With Millennials now making up the largest part of the global workforce and Gen Z making their move into that working population, excellent internal communication in an organisation is more important than ever.
Raised on the idea of instant feedback from being exposed to social media from a young age, this new generation of workers and leaders find it unacceptable waiting days for a memo to be released or messaging to be passed down from the top through layers of middle management.
Endless Benefits of Internal Communication
Study after study has shown that healthy internal communication practices make a better business, productivity was higher, employees are more engaged, and the greater degree of involvement in what’s going on in the company boosts morale. This leads to lower turnover – a huge problem with the Millennial workforce. Without this type of communication, employees are more likely to only show up for a pay check, leave at the first signs of trouble, and do the bare minimum. However, when they understand the big picture and feel like a part of it, it gives meaning to their work.

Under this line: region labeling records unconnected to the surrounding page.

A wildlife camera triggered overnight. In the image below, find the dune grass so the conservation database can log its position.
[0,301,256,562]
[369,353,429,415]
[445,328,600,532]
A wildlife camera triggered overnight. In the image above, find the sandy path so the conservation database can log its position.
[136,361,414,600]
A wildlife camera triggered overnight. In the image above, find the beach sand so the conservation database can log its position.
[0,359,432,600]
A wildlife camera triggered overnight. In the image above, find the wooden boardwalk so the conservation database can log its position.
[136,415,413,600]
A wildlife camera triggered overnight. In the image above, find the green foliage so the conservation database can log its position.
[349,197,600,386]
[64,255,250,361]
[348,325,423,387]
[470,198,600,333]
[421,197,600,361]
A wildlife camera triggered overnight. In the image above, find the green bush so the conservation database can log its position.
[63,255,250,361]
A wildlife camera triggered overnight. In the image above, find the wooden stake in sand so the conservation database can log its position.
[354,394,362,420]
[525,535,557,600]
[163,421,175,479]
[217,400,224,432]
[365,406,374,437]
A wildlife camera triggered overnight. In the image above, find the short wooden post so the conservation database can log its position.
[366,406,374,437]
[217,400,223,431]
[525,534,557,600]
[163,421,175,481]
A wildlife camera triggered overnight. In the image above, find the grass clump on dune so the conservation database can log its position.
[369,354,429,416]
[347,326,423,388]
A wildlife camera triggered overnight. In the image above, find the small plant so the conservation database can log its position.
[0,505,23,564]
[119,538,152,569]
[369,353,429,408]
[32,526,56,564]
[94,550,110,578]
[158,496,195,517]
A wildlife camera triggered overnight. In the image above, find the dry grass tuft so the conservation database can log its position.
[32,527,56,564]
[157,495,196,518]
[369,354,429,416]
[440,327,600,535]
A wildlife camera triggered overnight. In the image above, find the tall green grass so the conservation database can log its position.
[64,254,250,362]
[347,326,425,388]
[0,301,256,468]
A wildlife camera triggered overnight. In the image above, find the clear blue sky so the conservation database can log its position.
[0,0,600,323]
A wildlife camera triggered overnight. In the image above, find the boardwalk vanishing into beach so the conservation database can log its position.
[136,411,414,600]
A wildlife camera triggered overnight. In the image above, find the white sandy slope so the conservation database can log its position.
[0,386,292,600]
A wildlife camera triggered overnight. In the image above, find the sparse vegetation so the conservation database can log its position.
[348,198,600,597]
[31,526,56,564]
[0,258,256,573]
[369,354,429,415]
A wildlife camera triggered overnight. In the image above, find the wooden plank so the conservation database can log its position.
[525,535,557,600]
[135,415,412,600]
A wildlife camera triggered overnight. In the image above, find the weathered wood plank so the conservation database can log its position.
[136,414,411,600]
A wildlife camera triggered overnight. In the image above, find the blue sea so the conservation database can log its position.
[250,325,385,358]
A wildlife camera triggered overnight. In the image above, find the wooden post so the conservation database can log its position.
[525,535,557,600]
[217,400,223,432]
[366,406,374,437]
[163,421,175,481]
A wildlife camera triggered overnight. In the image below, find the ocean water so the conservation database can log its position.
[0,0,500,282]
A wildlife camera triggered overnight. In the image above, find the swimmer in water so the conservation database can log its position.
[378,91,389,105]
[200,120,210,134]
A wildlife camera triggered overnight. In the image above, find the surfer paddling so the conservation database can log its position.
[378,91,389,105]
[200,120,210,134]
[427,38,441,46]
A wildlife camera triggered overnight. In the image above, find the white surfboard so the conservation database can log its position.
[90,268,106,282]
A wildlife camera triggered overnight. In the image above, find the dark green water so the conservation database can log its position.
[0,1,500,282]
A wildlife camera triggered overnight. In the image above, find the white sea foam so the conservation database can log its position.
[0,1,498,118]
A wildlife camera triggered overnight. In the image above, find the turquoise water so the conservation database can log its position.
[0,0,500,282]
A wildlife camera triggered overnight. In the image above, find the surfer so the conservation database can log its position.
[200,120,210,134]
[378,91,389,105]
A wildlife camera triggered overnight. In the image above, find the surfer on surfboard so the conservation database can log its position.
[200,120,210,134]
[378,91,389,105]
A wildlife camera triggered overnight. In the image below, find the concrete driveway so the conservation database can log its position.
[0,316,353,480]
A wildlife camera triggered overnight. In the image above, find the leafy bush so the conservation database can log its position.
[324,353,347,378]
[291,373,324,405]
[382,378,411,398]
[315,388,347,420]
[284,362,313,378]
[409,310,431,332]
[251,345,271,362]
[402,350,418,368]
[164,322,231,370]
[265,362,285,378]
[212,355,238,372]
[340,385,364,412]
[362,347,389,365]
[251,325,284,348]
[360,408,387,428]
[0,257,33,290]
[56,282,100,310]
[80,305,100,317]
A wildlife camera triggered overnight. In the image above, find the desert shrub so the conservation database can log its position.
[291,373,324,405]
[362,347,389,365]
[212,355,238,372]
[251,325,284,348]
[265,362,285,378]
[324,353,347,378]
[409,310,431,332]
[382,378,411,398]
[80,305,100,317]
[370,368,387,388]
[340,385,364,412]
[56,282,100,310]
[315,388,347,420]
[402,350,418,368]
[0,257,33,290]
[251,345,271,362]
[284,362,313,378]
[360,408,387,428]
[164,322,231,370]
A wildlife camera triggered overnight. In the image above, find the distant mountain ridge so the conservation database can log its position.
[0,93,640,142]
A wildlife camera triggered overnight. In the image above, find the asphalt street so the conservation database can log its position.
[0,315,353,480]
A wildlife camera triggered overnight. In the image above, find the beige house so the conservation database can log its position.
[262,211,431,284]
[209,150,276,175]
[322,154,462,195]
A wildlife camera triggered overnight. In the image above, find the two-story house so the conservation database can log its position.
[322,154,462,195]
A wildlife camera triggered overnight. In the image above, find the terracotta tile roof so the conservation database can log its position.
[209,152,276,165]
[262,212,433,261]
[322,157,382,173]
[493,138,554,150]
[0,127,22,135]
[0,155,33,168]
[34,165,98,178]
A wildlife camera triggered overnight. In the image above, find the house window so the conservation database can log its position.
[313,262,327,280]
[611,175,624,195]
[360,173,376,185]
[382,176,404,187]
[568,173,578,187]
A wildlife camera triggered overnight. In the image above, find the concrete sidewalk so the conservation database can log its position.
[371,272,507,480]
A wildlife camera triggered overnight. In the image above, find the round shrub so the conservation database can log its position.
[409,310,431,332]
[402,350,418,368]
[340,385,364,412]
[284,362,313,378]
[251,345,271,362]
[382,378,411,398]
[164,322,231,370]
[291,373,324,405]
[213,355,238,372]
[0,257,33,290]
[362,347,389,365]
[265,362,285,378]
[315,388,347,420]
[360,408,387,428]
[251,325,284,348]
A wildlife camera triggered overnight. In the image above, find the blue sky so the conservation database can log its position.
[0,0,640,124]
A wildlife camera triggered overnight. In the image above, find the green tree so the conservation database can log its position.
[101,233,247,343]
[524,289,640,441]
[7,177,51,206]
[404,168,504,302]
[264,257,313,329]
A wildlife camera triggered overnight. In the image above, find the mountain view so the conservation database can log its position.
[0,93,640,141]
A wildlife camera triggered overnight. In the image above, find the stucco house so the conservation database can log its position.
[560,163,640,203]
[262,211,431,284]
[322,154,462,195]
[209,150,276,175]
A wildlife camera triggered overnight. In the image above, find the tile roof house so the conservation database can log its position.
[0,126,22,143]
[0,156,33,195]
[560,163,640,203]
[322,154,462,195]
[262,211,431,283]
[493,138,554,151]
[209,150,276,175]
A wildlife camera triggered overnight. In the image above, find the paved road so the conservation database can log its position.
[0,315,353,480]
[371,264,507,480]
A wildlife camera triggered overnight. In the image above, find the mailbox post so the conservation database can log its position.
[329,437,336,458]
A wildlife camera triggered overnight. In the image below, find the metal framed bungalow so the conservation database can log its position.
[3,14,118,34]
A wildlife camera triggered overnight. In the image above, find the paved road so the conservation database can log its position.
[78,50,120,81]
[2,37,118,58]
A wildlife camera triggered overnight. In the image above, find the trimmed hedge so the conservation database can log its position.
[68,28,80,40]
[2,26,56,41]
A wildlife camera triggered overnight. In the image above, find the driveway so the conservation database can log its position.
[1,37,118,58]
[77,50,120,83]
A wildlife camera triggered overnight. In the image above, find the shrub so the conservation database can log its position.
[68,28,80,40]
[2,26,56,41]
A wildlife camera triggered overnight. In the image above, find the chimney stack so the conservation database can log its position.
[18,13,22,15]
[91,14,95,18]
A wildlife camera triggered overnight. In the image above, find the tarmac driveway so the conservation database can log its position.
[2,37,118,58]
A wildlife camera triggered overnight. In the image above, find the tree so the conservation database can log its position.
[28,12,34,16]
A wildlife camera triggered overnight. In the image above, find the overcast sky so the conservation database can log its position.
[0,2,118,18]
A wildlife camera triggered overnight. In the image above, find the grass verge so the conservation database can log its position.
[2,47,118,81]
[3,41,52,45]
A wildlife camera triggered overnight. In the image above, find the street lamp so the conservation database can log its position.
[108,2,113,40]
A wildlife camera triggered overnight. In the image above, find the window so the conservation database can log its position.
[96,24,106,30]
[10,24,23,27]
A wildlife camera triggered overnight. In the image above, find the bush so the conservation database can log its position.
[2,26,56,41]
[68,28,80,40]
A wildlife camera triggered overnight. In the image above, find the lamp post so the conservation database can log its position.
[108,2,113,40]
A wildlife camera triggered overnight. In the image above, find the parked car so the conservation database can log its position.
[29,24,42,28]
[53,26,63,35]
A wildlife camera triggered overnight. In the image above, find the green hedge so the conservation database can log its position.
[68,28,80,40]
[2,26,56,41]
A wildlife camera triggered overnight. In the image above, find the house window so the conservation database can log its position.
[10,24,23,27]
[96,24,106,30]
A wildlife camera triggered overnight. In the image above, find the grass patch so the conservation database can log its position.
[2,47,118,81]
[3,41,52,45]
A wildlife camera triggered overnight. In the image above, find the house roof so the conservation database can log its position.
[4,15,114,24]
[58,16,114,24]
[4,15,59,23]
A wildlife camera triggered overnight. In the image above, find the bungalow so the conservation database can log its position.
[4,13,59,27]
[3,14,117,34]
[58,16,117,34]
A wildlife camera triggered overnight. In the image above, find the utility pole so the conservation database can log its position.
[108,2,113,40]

Having good internal communication practices also helps reduce misinformation and concerns when news comes out, or there are any internal or external crises. With news of every type available at the drop of a hat through social channels and other online sources today it is impossible to hide anything from employees, so the best practice is to control the messaging by getting ahead of what they may hear from other sources. Grapevine rumours can be devastating to morale.
The communication principles of tell, sell, consult, and involve are time-tested and proven as an effective employee engagement strategy. Having an efficient method of deploying those strategies enhances the results. Certain messages should be delivered as final (tell). Others that may need some convincing to attain buy-in (sell). Still, others that will be best accepted when the recipients are treated as a sounding board whose opinions matter (consult), and some which involve decisions that are best made when the skills, experience, and ideas of the workforce are taken into account.
Understand that your employees will both hear and transmit messages about your company. The only question is, how involved will you be in shaping what those messages are? Doing so is where good internal communications come in, and developing a solid strategy for those communications requires planning.
Tools of the Trade
Your plan will be dependent on your company and situation. The tools, however, are widely available for you to put in place your plan. In a digital age, digital tools are necessary. Some of the more popular and powerful tools available are:
Slack, Skype, and Brosix – All these work well for real-time messaging, but Brosix also includes encryption and security as well as an ad-free environment and made-for-business chat features.
Yammer – Yammer gives businesses a Facebook-like interface and environment, but completely personalised for businesses. It is also free, although you can opt to pay for advanced administration, support, and security.
Fuze Meeting – Fuze Meeting is a flexible audio and video conferencing app. It includes file sharing and accessibility from any device and is free for up to 25 users.
Workplace by Facebook – The result of the Facebook at Work beta. Workplace is everything you know and love about Facebook. Designed specifically for internal business communications. It includes instant messaging, calling, posting, and even Live Video, the business equivalent of Facebook Live, for video streaming. You can also connect your setup to other firms for inter-organisation communications.
Using any of these or a combination will be a welcome addition to your business by your employees. It will also help your strategic internal communication goals benefiting your business in many ways.